Planetary Formations Interpretation

Our solar system, now a grand cosmic ballet, began its messy rehearsal 4.6 billion years ago, with the planets each making a dramatic, sometimes violent, entrance on a stage still littered with the evidence of its chaotic creation.

Technological Beginnings

  • Invention of wheel ~3500 BCE in Mesopotamia.
  • Writing systems began ~3200 BCE with Sumerian cuneiform, 600+ signs.
  • Printing press invented 1440 CE by Gutenberg, 200 million books by 1600.
  • Steam engine patented 1712 CE by Newcomen, improved by Watt 1769.
  • Electricity harnessed commercially 1882 CE with Edison's Pearl Street Station.
  • Telephone invented 1876 CE by Bell, first words "Mr.

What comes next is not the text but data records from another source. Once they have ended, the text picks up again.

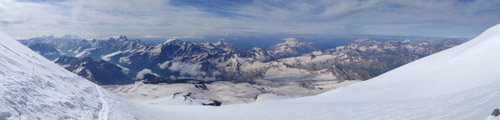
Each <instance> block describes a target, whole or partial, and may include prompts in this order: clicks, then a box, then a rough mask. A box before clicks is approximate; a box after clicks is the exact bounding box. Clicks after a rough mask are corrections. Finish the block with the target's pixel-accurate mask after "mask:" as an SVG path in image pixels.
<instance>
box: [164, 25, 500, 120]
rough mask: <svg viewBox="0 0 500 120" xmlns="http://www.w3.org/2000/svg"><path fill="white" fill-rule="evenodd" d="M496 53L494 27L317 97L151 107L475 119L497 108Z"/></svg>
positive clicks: (477, 119) (240, 110)
mask: <svg viewBox="0 0 500 120" xmlns="http://www.w3.org/2000/svg"><path fill="white" fill-rule="evenodd" d="M499 51H500V25H497V26H495V27H492V28H490V29H488V30H487V31H485V32H484V33H482V34H481V35H480V36H478V37H476V38H475V39H473V40H471V41H469V42H467V43H464V44H462V45H459V46H457V47H454V48H451V49H448V50H445V51H442V52H439V53H436V54H433V55H431V56H428V57H425V58H422V59H420V60H417V61H415V62H412V63H410V64H407V65H404V66H402V67H400V68H397V69H395V70H392V71H390V72H388V73H385V74H383V75H380V76H378V77H376V78H373V79H371V80H368V81H366V82H361V83H358V84H355V85H351V86H348V87H344V88H340V89H336V90H333V91H329V92H326V93H324V94H320V95H317V96H312V97H306V98H299V99H289V100H282V101H269V102H261V103H254V104H245V105H229V106H224V107H218V108H213V107H192V106H189V107H187V106H156V108H158V109H162V110H163V111H161V112H163V114H158V117H161V116H162V115H164V116H170V118H176V117H177V118H179V119H183V118H184V119H204V118H207V119H214V120H215V119H237V120H241V119H248V120H256V119H283V120H290V119H297V120H304V119H328V120H331V119H334V120H358V119H360V120H376V119H381V120H391V119H393V120H401V119H421V120H429V119H435V120H478V119H479V120H480V119H484V118H486V117H487V116H488V115H489V114H490V113H491V112H492V111H493V109H495V108H498V107H500V54H499V53H498V52H499ZM169 113H170V114H169ZM179 113H182V114H179ZM187 115H189V116H187Z"/></svg>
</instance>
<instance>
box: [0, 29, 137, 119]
mask: <svg viewBox="0 0 500 120" xmlns="http://www.w3.org/2000/svg"><path fill="white" fill-rule="evenodd" d="M0 95H1V96H0V120H3V119H7V120H10V119H13V120H18V119H28V120H34V119H100V120H104V119H115V120H122V119H147V118H143V117H141V116H140V113H138V112H135V109H134V107H133V104H132V103H129V102H126V101H124V100H122V99H121V98H118V97H116V96H114V95H112V94H110V93H108V92H106V91H105V90H104V89H102V88H101V87H99V86H97V85H95V84H93V83H91V82H89V81H88V80H85V79H83V78H81V77H79V76H77V75H74V74H73V73H71V72H69V71H66V70H65V69H63V68H61V67H59V66H58V65H56V64H54V63H52V62H51V61H49V60H47V59H45V58H44V57H42V56H40V55H38V54H37V53H35V52H33V51H31V50H30V49H29V48H27V47H25V46H24V45H22V44H20V43H19V42H17V41H16V40H14V39H12V38H10V37H8V36H7V35H6V34H4V33H1V32H0Z"/></svg>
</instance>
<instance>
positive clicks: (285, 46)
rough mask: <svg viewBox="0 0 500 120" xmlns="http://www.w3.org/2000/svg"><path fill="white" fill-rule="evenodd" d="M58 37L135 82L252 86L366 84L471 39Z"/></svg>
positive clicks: (68, 50)
mask: <svg viewBox="0 0 500 120" xmlns="http://www.w3.org/2000/svg"><path fill="white" fill-rule="evenodd" d="M52 39H53V40H45V41H43V43H44V44H48V45H52V46H55V49H56V50H58V51H66V52H61V53H62V54H63V55H70V56H71V55H73V56H74V57H78V58H85V57H89V58H92V59H93V60H95V61H99V60H103V62H108V63H112V64H114V65H112V66H114V68H121V69H122V70H115V71H116V72H121V73H123V72H122V71H128V72H127V73H126V75H127V76H129V77H130V78H134V79H135V80H143V79H144V77H142V78H137V76H145V75H146V76H149V77H147V78H149V80H150V81H151V80H154V81H155V82H153V83H161V82H169V81H170V82H172V81H175V80H189V79H191V80H201V81H233V82H250V81H253V80H258V79H264V80H270V81H301V80H366V79H369V78H372V77H374V76H377V75H379V74H382V73H384V72H386V71H389V70H391V69H394V68H396V67H399V66H401V65H403V64H406V63H409V62H411V61H414V60H417V59H419V58H422V57H424V56H427V55H430V54H432V53H435V52H438V51H441V50H444V49H447V48H450V47H453V46H455V45H458V44H460V43H462V42H465V41H466V40H464V39H448V40H425V41H411V40H405V41H385V42H381V41H375V40H370V39H358V40H354V41H353V42H352V43H351V44H349V45H344V46H338V47H336V48H332V49H327V50H315V49H314V47H312V46H311V42H300V41H297V40H295V39H293V38H287V39H285V41H284V42H283V43H280V44H276V45H275V46H272V47H270V48H268V49H262V48H253V49H250V50H243V49H240V48H238V47H235V46H233V45H231V44H229V43H226V42H224V41H218V42H215V43H208V42H207V43H192V42H189V41H182V40H177V39H169V40H167V41H166V42H164V43H162V44H158V45H149V44H145V43H143V42H141V41H139V40H128V39H127V37H125V36H120V37H119V38H117V39H115V38H110V39H108V40H90V41H89V40H75V41H71V40H66V41H65V42H61V41H63V40H62V39H57V38H52ZM22 42H23V43H24V44H25V45H33V44H37V43H41V42H40V41H37V40H31V39H30V40H22ZM56 43H57V44H56ZM62 43H64V44H62ZM71 43H73V44H71ZM67 46H72V48H73V49H68V47H67ZM83 48H85V49H83ZM75 51H78V52H75ZM69 52H70V53H69ZM40 53H42V52H40ZM46 57H47V56H46ZM56 63H58V64H61V65H69V66H78V65H80V66H79V67H82V68H77V67H75V68H72V69H69V70H70V71H74V70H77V69H85V68H86V67H85V66H81V64H82V63H81V62H80V63H78V62H76V63H72V64H67V63H64V62H61V61H59V62H57V61H56ZM94 66H97V65H94ZM93 68H96V67H93ZM67 69H68V68H67ZM91 71H92V70H91ZM94 71H98V70H94ZM74 72H76V71H74ZM77 74H78V73H77ZM97 81H101V82H102V81H104V80H97ZM127 81H128V80H127ZM124 83H127V82H124Z"/></svg>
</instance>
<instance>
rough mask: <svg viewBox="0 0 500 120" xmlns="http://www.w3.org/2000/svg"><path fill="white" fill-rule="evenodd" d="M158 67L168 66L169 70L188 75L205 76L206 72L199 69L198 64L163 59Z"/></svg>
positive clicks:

Watson, come here."
  • Airplane first flight 1903 CE by Wright brothers, 12 seconds, 120 feet.
  • Transistor invented 1947 CE at Bell Labs, basis of modern electronics.
  • Integrated circuit 1958 CE by Kilby, 1 transistor initially.
  • ARPANET first link 1969 CE, precursor to Internet with 4 nodes by 1972.
  • Personal computer Altair 8800 1975 CE, sparked home computing revolution.
  • World Wide Web proposed 1989 CE, first website 1991.
  • Smartphone iPhone launched 2007 CE, combining phone, iPod, internet.
  • CRISPR-Cas9 gene editing demonstrated 2012 CE, revolutionizing biotech.
  • Quantum computer prototype Google Sycamore 2019 CE supremacy claim.
  • Gunpowder invented ~9th century CE in China, spread to Europe 1241.
  • Compass magnetic ~200 BCE in China for divination, navigation by 11th CE.
  • Mechanical clock ~1270 CE in Europe, regulated by verge escapement.
  • Telescope 1608 CE by Lippershey, Galileo improved 1609.
  • Microscope ~1590 CE by Janssen brothers, compound lens.
  • Photography 1826 CE Niépce's heliograph, 8-hour exposure.
  • Automobile Benz Patent-Motorwagen 1885 CE, 954 cc engine.

Technological Beginnings Interpretation

The entire saga of human progress is basically us getting increasingly better at copying, pasting, and remixing the universe's raw materials—from the blunt force of a clay tablet to the silent, shattering logic of a quantum bit.